Exploring Some Stumbling Blocks

It is often said that Christianity is not about emotions. Even if one is willing to admit that emotions should not be altogether ignored (for such advice would seem impossible to human nature), we are warned by pastors and Christian teachers that they are not to become our main concern. We are told: “We must avoid the mistake of concentrating overmuch upon feelings. Above all, avoid the terrible error of making them central.” “When we describe someone as ‘an emotional type,’ we do not intend to give a compliment.” It would seem that our emotions lead us into all sorts of trouble, and in lieu of such trouble it might seem like the best plan of action is to suppress them altogether and seek rather to be guided by our reason, or some other virtuous aspect of our nature. After all, does not the Bible itself teach that being “enslaved by all kinds of passions” is characteristic of the pagan lifestyle at odds with the new creation (Tit 3:3)?

This post series will seek to answer the above questions from a biblical perspective, not merely by looking at what the Bible teaches about human emotion, but rather, our study will begin by looking at the emotions of God himself. Several important conclusions will be reached from a study of the biblical text. Humans are “emotional” because God is emotional. Not only are our emotions valid or legitimate since they are simply a reflection of the nature of God, but they are a necessary component of all true virtue, holiness and righteousness. By the same token, human emotions are the most important among the God-like qualities of humanity. In the end, it seems unavoidable that an intimate and reciprocal experience of heart-felt love between God and humanity is precisely how God is most glorified, and therefore, there is no greater end for which people in the image of God exist than to experience deep emotions—namely, love and joy in God himself.
Emotional Language and Divine Immutability 

That human beings are emotional would seem to need no strained argument. On the other hand, there are at least two immediate stumbling blocks to a proper understanding of the relation of our emotions to God’s emotions: 1) the analogical nature of language about God as conceived by Thomistic Theism and 2) the logic of divine impassibility. We must keep both of these stumbling blocks from obstructing our path to the truth about emotions in the imago Dei.

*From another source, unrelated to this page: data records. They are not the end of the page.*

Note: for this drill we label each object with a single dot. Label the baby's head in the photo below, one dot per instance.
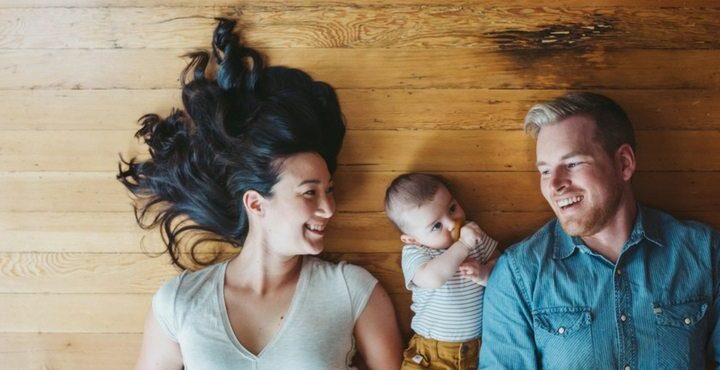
(424, 211)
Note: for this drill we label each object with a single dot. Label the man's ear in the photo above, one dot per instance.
(625, 157)
(254, 203)
(407, 239)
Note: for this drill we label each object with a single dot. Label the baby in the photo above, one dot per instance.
(446, 263)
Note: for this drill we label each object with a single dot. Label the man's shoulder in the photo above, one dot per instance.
(671, 230)
(534, 251)
(537, 244)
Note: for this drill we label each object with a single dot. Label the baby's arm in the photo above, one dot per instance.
(436, 272)
(476, 271)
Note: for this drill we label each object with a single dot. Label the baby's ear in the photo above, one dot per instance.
(407, 239)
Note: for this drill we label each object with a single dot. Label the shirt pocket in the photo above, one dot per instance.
(680, 329)
(563, 336)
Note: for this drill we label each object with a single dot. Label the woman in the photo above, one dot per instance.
(249, 162)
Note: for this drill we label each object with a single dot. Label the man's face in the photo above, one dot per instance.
(578, 178)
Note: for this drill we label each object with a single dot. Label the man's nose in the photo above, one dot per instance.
(559, 181)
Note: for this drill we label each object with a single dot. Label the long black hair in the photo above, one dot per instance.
(234, 127)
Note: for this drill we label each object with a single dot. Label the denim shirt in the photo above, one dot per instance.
(553, 303)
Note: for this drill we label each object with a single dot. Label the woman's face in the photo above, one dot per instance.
(301, 206)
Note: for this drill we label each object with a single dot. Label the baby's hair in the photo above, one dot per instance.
(410, 190)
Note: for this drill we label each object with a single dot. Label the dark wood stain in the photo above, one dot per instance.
(575, 36)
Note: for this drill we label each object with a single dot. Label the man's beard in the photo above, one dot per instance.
(595, 218)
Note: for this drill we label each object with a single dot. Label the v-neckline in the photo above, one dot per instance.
(297, 295)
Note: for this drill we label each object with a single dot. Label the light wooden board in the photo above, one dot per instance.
(358, 191)
(97, 313)
(69, 351)
(353, 26)
(374, 109)
(367, 150)
(378, 68)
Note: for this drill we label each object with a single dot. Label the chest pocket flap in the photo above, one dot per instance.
(681, 314)
(562, 321)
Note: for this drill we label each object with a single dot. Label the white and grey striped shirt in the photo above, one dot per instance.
(453, 312)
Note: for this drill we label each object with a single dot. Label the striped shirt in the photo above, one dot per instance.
(453, 312)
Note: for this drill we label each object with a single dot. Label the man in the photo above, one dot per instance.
(609, 283)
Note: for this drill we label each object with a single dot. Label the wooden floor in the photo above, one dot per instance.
(439, 86)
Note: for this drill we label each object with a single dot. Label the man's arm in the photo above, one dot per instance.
(714, 340)
(507, 338)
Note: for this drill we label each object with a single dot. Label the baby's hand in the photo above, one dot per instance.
(470, 235)
(477, 272)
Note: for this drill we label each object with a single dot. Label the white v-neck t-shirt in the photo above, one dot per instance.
(316, 335)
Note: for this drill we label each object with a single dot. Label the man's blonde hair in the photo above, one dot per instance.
(613, 127)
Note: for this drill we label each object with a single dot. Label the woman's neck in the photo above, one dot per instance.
(258, 269)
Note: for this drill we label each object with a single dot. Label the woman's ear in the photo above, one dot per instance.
(254, 203)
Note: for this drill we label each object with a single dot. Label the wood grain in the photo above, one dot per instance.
(364, 150)
(358, 192)
(69, 351)
(379, 68)
(364, 109)
(352, 26)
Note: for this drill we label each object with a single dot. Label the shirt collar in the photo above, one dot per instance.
(645, 227)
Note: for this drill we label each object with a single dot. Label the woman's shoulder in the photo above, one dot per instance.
(354, 277)
(342, 268)
(190, 284)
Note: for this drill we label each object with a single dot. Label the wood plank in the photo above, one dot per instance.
(72, 313)
(358, 192)
(379, 68)
(113, 273)
(69, 351)
(275, 3)
(353, 26)
(95, 313)
(366, 150)
(373, 109)
(116, 232)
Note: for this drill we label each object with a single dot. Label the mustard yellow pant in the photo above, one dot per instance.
(424, 353)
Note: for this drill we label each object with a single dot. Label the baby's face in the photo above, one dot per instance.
(432, 223)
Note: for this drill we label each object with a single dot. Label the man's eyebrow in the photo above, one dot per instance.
(566, 156)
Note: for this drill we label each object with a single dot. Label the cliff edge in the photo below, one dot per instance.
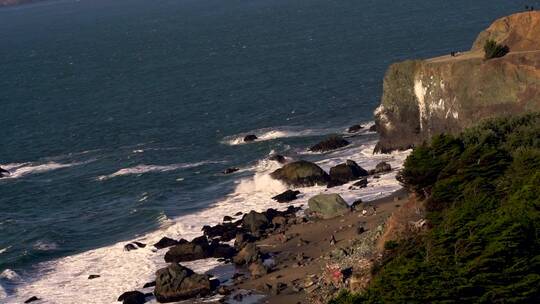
(446, 94)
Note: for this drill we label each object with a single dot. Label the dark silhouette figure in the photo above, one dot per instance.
(3, 172)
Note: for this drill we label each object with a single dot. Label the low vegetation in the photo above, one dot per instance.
(494, 50)
(482, 196)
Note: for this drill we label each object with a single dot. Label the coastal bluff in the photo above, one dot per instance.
(422, 98)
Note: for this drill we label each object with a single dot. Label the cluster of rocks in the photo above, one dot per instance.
(3, 172)
(306, 174)
(177, 282)
(346, 267)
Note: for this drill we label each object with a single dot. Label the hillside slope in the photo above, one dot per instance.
(423, 98)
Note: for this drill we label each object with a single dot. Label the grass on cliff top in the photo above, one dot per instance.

Although all language about God is analogical, it became commonplace in classical theism to stress that God does not actually experience emotions any more than he actually has a human body based on the nature of anthropomorphic language. Just as we are not to conclude from passages that speak of God’s eyes, ears, and mouth that God actually has human eyes, ears and a mouth, so we are not to conclude from passages which speak of God’s anger, jealousy and joy that God actually experiences anger, jealousy and joy. This latter analogy is not between human emotion and divine emotion but rather between human emotion and divine action. Such passages are therefore thought only to mean “he acts toward us as a man would when agitated by such passions.” God’s emotions, then, according to Thomistic theism, only have correlation by virtue of his actions. 

The analogical nature of the biblical language about God, however, is not the only motivation for believing that God does not experience emotions. The doctrine of divine impassibility—which understands God to be incapable of suffering—is usually the motivating factor for a classical, Thomistic understanding of emotive language about God. A strong and strained emphasis on the immutability of God in classical theism—which understands God to be incapable of changing—has perhaps been an even greater impetus, therefore, for a widespread adherence to the doctrine of impassibility. Such emphasis has caused a long history of philosophical attraction in the church and theology. Here the argument does not lie merely in Scripture, but in philosophical extrapolation from passages on divine immutability. If God does not change (as the Scriptures affirm), then it would seem that his emotional state is also immutable. Besides, if God actually feels differing emotions toward human beings depending on what those human beings do, we make God’s experience dependent upon human experience, and God becomes vulnerable, as it were, to suffering emotional turmoil and injury. Can God actually be dependent on his creatures in any way—especially in a vulnerable way? Both the nature of analogical language and the doctrine of immutability have caused many to conclude that God does not actually experience emotion.
In my next post, we will see that this conclusion has been reached with a flawed logic and at the expense of the meaning of the biblical langauge about the emotions of God.

Footnotes

Martin Lloyd-Jones, Spiritual Depression: Its Causes and Cure (Grand Rapids, Michigan: Eerdmans Publishing Company, 1965, 1990), 114-16.
Robert C. Roberts, Spiritual Emotions: A Psychology of Christian Virtues (Grand Rapids, Michigan: Eerdmans Publishing Company, 2007), 14. 

These problems are the most immediate because they relate to God himself.

A.A. Hodge quoted by Robert Duncan Culver, Systematic Theology: Biblical and Historical (Geanies House, Fearn, Ross-shire, Great Britain: Christian Focus Publications, 2005), 26. Italics are added by Culver.

Perhaps the popularity of the writings of Anselm is just as much to blame for the popularity of this pesky doctrine as the writings of Thomas Aquinas. Anselm wrote:

But how are You at once both merciful and impassible? For if You are impassible You do not have any compassion; and if You have no compassion Your heart is not sorrowful from compassion with the sorrowful, which is what being merciful is. But if You are not merciful whence comes so much consolation for the sorrowful? How, then, are You merciful and not merciful, O Lord, unless it be that You are merciful in relation to us and not in relation to Yourself? In fact, You are [merciful] according to our way of looking at things and not according to Your way. For when You look upon us in our misery it is we who feel the effect of Your mercy, but You do not experience the feeling [emphasis mine]. Therefore You are both merciful because You save the sorrowful and pardon sinners against You; and You are not merciful because You do not experience any feeling of compassion for misery.

Anselm of Canterbury, Anselm of Canterbury: The Major Works, ed. Brian Davies and G. R. Evans (New York, New York: Oxford University Press, 1998), 91.